Is it possible to avoid transactions lock invalidation in simple counting query like that?

UPDATE visitors SET count +=1 WHERE counter_id=a

(Raphael 'kena' Poss) #2

No it’s not possible. (The fact there is no “lock” in CockroachDB, just transaction retries due to contention, notwithstanding.)

However you can also operate using either of the following two techniques:

  1. “de-normalized” counter:

    • in the common case make an “increment” using an INSERT (not UPDATE) of a new row with value count=1, and “read” the value of a counter using sum(count) where counter_id=a.
    • occasionally (eg one per hour/day), delete all the rows and add a new row with val equal to the sum.
  2. “distributed” counter:

    • make your counter table with a UUID primary key(randomly pseudo generated) and a secondary index on (counter_id, uuid).
    • make multiple rows with the same counter_id but differnt uuids
    • “read” the counter value with select sum(count) where counter_id=a
    • “update” the counter by first selecting a uuid (select uuid where counter_id=a) randomly, then update set count +=1 where counter_id=a and uuid=b

    If you combine this with range splitting so that the same counter has its value spread across different ranges, this will spread the write hotspot and reduce txn contention.

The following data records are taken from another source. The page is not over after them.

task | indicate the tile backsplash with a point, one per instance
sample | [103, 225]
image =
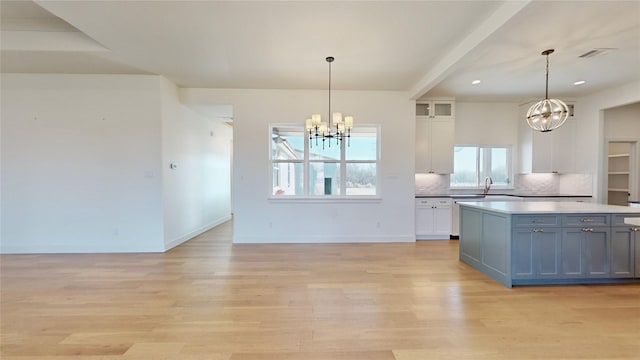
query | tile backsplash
[525, 184]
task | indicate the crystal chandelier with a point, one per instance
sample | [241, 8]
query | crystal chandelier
[336, 127]
[547, 114]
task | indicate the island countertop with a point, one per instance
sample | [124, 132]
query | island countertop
[549, 207]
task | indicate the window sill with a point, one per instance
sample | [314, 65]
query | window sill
[324, 199]
[480, 189]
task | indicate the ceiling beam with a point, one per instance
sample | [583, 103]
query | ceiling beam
[448, 63]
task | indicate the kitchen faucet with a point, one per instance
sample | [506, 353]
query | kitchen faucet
[487, 184]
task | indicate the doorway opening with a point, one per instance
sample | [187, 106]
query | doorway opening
[620, 172]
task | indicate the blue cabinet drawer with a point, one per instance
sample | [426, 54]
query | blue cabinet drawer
[586, 220]
[536, 220]
[618, 220]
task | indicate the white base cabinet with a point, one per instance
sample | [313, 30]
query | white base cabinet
[433, 218]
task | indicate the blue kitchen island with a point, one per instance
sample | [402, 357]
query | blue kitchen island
[538, 243]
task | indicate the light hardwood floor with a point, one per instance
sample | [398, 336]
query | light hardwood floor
[209, 299]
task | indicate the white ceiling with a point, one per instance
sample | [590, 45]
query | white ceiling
[427, 48]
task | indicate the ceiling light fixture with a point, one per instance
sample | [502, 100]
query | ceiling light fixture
[547, 114]
[324, 130]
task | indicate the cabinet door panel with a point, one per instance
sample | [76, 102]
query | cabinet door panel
[442, 220]
[622, 252]
[572, 253]
[470, 238]
[522, 252]
[637, 251]
[423, 146]
[597, 253]
[547, 246]
[442, 138]
[424, 221]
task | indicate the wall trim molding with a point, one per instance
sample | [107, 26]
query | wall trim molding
[329, 239]
[184, 238]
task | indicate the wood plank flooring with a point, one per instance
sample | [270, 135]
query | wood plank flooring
[209, 299]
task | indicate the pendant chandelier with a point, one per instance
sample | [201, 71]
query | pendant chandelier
[547, 114]
[335, 127]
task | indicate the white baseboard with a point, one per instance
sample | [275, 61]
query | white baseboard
[322, 239]
[173, 243]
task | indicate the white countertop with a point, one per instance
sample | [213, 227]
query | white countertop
[542, 207]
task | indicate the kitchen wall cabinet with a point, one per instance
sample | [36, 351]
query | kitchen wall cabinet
[440, 109]
[548, 152]
[433, 218]
[434, 144]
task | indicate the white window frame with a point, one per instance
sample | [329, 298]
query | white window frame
[306, 162]
[486, 166]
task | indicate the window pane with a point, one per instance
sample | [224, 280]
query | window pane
[287, 178]
[499, 166]
[324, 178]
[363, 145]
[465, 166]
[287, 144]
[361, 178]
[328, 153]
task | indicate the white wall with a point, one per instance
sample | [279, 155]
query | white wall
[258, 219]
[623, 124]
[590, 139]
[82, 164]
[487, 124]
[196, 193]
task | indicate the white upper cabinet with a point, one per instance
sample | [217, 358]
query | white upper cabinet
[548, 152]
[435, 132]
[442, 109]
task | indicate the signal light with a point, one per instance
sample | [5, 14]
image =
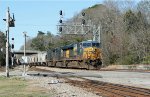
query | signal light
[12, 46]
[12, 54]
[83, 21]
[60, 12]
[83, 14]
[60, 29]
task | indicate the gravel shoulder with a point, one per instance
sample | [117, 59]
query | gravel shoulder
[57, 86]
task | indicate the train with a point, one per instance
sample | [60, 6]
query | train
[85, 54]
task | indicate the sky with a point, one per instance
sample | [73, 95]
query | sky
[38, 15]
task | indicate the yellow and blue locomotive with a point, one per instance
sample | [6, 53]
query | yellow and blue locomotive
[87, 53]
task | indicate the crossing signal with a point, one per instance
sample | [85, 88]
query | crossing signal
[60, 21]
[60, 12]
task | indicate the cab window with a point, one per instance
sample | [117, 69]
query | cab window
[86, 44]
[95, 44]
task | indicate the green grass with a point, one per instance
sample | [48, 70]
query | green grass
[18, 87]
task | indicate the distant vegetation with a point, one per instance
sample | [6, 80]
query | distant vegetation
[125, 32]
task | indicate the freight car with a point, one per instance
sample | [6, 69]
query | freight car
[85, 54]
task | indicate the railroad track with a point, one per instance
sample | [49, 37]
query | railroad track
[106, 89]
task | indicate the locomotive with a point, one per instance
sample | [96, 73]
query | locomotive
[85, 54]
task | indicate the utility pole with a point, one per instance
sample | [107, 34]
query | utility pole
[12, 50]
[7, 42]
[24, 66]
[9, 23]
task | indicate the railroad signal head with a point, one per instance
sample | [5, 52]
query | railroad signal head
[60, 21]
[12, 54]
[83, 14]
[60, 12]
[12, 46]
[83, 21]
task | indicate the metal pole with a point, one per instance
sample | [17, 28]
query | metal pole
[24, 66]
[7, 42]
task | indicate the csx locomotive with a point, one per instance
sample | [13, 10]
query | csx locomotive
[85, 54]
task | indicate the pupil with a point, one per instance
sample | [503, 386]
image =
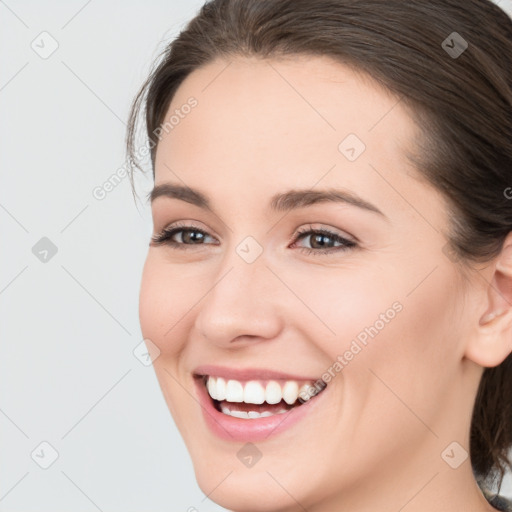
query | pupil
[192, 236]
[320, 239]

Whether these solutions are valid depends a bit on the balance between reads and writes and the performance you’re expecting. If reads of a single counter are relatively frequent compared to writes, this will likely not work well. (But then if that was true, you wouldn’t observe txn contention as much, hence my suggestion.)

Note however that there’s no free lunch: if you’re expecting an accurate counter with serializable isolation, you’re going to pay the price of these writes “all going to the same place” somehow, regardless of which SQL database you’re using. The way other SQL databases “cheat” on performance for this use case is to give up serializable isolation and providing eventual consistency instead.

I hope this helps? Let us know!